The increase is also seen as significant amid the PML-N’s uneasy relationship with the military leadership following a series of political controversies stemming from the disqualification of former prime minister Nawaz Sharif in July last year.

Despite apparent civil-military tensions, the PML-N government proposed Rs1.1 trillion budget for the three armed forces in the coming fiscal year.

For the first time in Pakistan, defence outlay crossed the Rs1 trillion mark. The allocation for 2018-19 shows an increase of Rs180 billion, or 19.6 per cent, as compared to the spending by the armed forces in the outgoing fiscal year.

Budget 2018-19: Historic high of Rs1.03tr allocated for PSDP

The increase will become whopping 30 per cent if the Rs100 billion allocated for the Armed Forces Development Programme (AFDP) is also included under defence spending.

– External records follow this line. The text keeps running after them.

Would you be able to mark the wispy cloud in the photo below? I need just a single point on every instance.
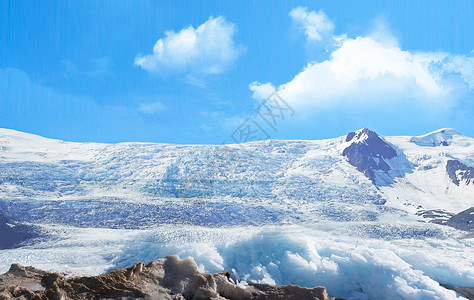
(208, 49)
(374, 69)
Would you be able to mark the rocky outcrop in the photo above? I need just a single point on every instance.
(167, 278)
(12, 236)
(463, 220)
(368, 153)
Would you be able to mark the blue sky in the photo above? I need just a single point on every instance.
(115, 71)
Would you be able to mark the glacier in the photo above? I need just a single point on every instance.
(275, 212)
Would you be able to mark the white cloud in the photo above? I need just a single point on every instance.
(208, 49)
(316, 25)
(261, 91)
(151, 107)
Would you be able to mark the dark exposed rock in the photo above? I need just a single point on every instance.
(8, 236)
(167, 278)
(467, 292)
(12, 236)
(459, 172)
(368, 152)
(463, 220)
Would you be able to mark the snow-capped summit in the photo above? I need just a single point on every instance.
(441, 137)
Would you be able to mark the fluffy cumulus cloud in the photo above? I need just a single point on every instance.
(316, 24)
(373, 70)
(208, 49)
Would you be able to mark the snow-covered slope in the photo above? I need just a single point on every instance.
(361, 168)
(353, 209)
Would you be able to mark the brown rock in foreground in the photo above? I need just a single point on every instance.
(166, 278)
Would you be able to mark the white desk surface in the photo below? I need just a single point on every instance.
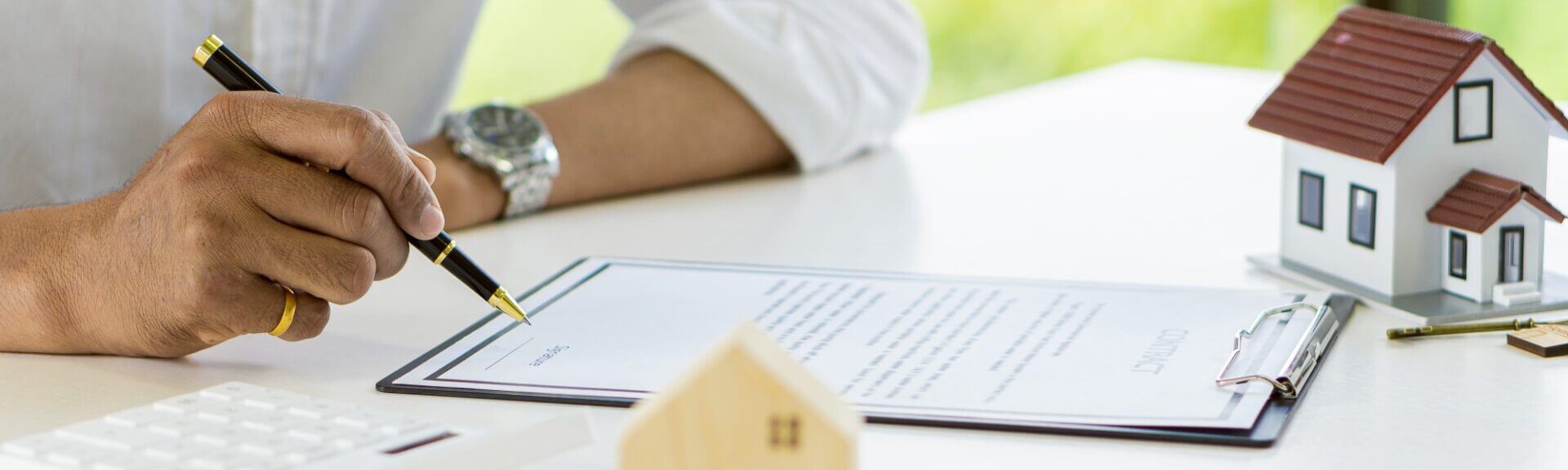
(1136, 173)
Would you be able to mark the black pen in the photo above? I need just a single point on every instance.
(237, 76)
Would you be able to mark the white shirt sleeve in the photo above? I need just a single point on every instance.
(831, 78)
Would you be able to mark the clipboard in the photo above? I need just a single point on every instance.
(1290, 383)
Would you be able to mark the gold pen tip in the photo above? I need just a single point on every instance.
(207, 49)
(502, 301)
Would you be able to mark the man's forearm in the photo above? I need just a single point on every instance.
(659, 121)
(35, 270)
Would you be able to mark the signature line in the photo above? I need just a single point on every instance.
(509, 352)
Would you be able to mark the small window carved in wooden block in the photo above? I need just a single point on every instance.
(784, 431)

The figures also do not include Rs260 billion allocated for the pensions of military personnel, which will be given from the civilian budget.

Out of the whole defence budget, Pakistan Army gets 47 per cent, 20 per cent goes to Pakistan Air Force, and Pakistan Navy gets around 10 per cent, said defence ministry officials.

According to the budget document 2018-19, out of the Rs1,100 billion, Rs423 billion have been allocated for employee-related expenses, Rs253.5 billion for operating expenses, Rs282 billion for local purchases and import of arms and ammunition, and Rs141 billion for civil works.

In 2013-14, the total outlay of defence budget was around Rs600 billion which has now jumped up to Rs1.1 trillion, showing an increase of 83 per cent in the last 5 years.

Defence spending has always been a subject of intense discussion, with some seeking greater transparency and open debate about the military’s budget.

In recent years, the government provides more details about the defence budget. However, there has never been an open debate within Parliament on the subject.

Military officials defended the increase by insisting that Pakistan military’s expenditure is the lowest in the region given the volatile security environment.

Apart from fighting militancy, Pakistan’s defence spending is India-centric, given the hostility between the two nuclear-armed neighbours. Relations between the two countries have remained tense in recent months, with frequent incidents of clashes along the Line of Control and the Working Boundary.

Earlier this year, India raised its defence spending by around 8 per cent. However, the size of the total Indian defence budget is six times bigger than the total outlay of Pakistan’s defence.